I have the ignition on it's own fuse. The turn signals and brake lights on a fuse. The head/tail lights on a fuse. A fuse feeds power to the reg/rec and brushes. One for the horn. I guess the horn could go on with something else, like the turnsignals and brake lights.
I think you can see the point. Each circuit using it's own fuse, if a problem occurs you can find the problem quicker and on the road side you can swap a fuse from a less important circuit to a more important one. LIke from the turn signals to the headlight in the middle of the night.
Section 8 on your meter when testing a low ohm device, as in the rotor or stator. Before you test touch the probes together, this reading is just the leads, Now when you do the test subtract the leads ohms from the test ohms to get the actual reading.

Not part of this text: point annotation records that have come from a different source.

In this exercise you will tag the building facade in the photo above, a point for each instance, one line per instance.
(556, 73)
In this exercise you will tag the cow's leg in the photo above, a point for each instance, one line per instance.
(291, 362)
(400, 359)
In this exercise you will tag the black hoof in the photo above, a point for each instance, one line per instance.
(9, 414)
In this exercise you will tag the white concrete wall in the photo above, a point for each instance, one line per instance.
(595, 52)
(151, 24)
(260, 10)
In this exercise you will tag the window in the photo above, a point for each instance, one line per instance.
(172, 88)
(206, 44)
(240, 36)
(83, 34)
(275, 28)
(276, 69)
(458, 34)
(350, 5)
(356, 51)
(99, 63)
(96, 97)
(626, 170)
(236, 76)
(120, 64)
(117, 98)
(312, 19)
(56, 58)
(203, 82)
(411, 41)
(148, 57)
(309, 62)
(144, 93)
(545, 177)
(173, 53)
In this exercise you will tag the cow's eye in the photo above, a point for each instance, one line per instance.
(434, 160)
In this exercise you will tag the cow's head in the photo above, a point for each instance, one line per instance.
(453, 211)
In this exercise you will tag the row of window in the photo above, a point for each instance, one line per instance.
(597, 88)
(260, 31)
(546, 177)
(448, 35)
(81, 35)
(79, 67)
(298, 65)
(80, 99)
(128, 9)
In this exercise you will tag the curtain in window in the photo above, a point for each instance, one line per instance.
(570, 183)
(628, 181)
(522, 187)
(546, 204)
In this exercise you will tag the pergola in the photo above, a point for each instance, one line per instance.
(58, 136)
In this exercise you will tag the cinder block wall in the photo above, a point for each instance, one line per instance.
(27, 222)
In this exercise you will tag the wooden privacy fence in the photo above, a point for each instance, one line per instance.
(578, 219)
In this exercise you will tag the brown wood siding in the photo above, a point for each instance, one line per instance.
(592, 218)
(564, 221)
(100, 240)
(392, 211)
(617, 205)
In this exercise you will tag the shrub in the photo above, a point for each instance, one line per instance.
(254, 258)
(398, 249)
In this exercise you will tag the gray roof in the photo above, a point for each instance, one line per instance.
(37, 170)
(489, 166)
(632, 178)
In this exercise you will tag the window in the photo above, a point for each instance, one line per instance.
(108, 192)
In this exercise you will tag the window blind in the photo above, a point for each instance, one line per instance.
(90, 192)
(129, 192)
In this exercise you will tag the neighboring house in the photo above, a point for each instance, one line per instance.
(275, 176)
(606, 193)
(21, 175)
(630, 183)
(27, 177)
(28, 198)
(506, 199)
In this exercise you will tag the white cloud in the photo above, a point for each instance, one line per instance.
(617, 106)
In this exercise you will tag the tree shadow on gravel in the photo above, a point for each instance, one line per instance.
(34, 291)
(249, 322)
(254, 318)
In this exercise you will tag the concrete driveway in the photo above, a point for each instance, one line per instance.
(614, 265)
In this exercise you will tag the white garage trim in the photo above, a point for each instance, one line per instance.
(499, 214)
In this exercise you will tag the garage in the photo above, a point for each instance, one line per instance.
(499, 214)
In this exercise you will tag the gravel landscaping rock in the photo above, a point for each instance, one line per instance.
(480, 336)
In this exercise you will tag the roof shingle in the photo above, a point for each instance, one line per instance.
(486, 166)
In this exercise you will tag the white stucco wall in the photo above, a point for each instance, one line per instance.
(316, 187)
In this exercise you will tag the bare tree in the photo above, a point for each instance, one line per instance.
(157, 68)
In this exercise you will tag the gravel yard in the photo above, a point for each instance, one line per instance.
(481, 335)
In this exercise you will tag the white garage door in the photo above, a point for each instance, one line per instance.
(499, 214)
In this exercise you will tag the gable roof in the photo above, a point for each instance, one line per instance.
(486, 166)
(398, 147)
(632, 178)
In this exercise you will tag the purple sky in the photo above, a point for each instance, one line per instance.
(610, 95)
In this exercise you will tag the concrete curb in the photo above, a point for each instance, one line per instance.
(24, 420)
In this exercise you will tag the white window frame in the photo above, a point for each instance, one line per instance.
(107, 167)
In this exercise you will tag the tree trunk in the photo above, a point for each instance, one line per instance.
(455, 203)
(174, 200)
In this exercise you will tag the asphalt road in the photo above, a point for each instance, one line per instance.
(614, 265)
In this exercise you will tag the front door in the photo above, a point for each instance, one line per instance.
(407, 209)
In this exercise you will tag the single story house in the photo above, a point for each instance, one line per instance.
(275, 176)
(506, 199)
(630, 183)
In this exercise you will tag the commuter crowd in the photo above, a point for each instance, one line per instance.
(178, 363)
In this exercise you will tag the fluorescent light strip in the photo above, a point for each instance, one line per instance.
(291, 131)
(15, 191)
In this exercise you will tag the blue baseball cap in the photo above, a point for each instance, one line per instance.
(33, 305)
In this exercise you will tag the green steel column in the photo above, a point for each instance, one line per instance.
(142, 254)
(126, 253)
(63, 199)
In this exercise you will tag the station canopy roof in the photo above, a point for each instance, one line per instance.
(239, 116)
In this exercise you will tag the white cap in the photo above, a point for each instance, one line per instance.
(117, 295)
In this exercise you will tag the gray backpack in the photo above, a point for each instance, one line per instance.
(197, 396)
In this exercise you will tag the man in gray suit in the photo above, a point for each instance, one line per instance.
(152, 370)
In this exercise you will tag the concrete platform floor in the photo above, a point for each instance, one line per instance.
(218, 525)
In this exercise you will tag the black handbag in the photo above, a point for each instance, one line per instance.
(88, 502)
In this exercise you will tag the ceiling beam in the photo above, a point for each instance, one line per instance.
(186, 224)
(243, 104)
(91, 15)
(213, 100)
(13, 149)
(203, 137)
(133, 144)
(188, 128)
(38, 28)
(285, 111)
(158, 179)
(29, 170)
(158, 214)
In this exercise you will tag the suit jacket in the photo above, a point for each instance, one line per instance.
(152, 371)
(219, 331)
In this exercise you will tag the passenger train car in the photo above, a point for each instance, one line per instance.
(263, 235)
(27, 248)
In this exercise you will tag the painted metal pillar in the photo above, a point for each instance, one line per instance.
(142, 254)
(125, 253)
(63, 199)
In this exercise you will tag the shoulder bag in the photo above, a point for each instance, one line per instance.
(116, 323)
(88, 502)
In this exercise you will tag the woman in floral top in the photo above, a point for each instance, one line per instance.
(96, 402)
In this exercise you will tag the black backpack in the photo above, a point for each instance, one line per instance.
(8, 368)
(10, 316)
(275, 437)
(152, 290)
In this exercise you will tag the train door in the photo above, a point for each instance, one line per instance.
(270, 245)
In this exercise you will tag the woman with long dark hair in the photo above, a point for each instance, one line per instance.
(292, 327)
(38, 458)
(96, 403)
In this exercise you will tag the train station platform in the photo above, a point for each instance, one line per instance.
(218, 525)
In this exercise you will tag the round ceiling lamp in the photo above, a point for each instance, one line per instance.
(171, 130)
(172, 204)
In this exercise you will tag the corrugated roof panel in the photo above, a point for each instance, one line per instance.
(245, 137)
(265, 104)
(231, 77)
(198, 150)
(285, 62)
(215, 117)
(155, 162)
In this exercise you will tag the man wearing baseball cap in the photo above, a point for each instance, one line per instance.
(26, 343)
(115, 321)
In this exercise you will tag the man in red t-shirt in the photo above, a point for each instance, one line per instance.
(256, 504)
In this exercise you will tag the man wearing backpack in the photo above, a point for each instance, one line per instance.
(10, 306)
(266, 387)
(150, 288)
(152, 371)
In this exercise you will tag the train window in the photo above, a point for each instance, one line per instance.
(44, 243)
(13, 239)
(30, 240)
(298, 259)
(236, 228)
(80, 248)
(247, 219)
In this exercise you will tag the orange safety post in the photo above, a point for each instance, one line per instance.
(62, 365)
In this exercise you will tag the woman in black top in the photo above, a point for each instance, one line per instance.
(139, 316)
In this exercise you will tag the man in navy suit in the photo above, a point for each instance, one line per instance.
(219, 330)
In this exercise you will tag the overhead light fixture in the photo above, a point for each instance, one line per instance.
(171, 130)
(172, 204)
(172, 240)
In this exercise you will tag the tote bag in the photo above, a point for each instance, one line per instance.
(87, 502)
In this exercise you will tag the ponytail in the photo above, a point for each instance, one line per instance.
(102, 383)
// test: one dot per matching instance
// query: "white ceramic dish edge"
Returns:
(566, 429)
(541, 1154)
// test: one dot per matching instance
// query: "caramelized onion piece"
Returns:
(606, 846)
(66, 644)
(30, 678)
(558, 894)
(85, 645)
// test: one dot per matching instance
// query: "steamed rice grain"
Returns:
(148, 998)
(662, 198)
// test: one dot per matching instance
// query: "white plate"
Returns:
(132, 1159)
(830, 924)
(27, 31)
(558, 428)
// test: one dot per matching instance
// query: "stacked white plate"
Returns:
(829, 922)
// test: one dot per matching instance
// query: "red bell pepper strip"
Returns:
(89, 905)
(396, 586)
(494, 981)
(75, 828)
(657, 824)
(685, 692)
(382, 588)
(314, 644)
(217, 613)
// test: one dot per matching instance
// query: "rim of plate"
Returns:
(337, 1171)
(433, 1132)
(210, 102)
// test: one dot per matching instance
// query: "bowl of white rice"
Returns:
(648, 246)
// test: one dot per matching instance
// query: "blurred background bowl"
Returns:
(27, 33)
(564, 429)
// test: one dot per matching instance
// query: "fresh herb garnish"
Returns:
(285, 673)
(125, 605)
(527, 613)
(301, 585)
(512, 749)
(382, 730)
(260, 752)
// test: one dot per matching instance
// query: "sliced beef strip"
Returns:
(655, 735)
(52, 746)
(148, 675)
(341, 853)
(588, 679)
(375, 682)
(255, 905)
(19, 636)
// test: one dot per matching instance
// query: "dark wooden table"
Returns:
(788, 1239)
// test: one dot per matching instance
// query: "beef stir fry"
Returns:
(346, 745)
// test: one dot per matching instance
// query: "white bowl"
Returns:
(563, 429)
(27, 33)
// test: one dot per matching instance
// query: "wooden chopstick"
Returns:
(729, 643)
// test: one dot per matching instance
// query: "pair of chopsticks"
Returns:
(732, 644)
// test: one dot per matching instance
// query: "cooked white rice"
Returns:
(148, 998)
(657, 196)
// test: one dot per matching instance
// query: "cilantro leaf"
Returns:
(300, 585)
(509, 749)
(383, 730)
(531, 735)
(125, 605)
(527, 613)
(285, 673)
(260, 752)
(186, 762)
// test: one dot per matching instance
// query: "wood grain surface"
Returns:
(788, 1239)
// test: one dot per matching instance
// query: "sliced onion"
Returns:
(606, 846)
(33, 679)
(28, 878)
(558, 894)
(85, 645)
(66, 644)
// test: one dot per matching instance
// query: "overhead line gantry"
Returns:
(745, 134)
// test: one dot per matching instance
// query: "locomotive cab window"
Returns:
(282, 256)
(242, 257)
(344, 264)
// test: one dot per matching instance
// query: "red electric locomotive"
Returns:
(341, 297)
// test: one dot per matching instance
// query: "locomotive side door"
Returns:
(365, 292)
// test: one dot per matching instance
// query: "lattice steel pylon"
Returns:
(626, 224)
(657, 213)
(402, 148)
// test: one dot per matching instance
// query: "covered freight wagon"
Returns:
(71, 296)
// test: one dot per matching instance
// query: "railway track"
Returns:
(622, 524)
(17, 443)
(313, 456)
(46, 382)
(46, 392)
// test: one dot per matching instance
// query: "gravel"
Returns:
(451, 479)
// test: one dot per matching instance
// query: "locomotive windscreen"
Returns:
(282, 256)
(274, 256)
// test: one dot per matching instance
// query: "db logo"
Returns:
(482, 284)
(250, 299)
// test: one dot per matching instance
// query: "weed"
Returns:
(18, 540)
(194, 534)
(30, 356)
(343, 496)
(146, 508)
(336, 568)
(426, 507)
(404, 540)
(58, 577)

My HF meter reads .8 ohms today, it can vary some + or - some. When I test a rotor and get say 6 ohms I subtract the .8 and get 5.2 which is fine. If I didn't do the leads check I might think the rotor a problem an spend money I didn't need to.
Even on days my HF meter reads 1.5 ohms on the leads it still checks the rotor ok.
I have $40+ Sun Pro meter that has better leads they ony read .1 off. Both meters get a good reading, just have to use different numbers when subtracting.
On higher ohm reading the subtracting isn't nessary. Once you get up to 50 ohms or so the leads are well with in the tolerances of most things you test.
Most things are 10% or more tolerance. 10% of 50 is 5, so .8 is well inside that. About 1.6%.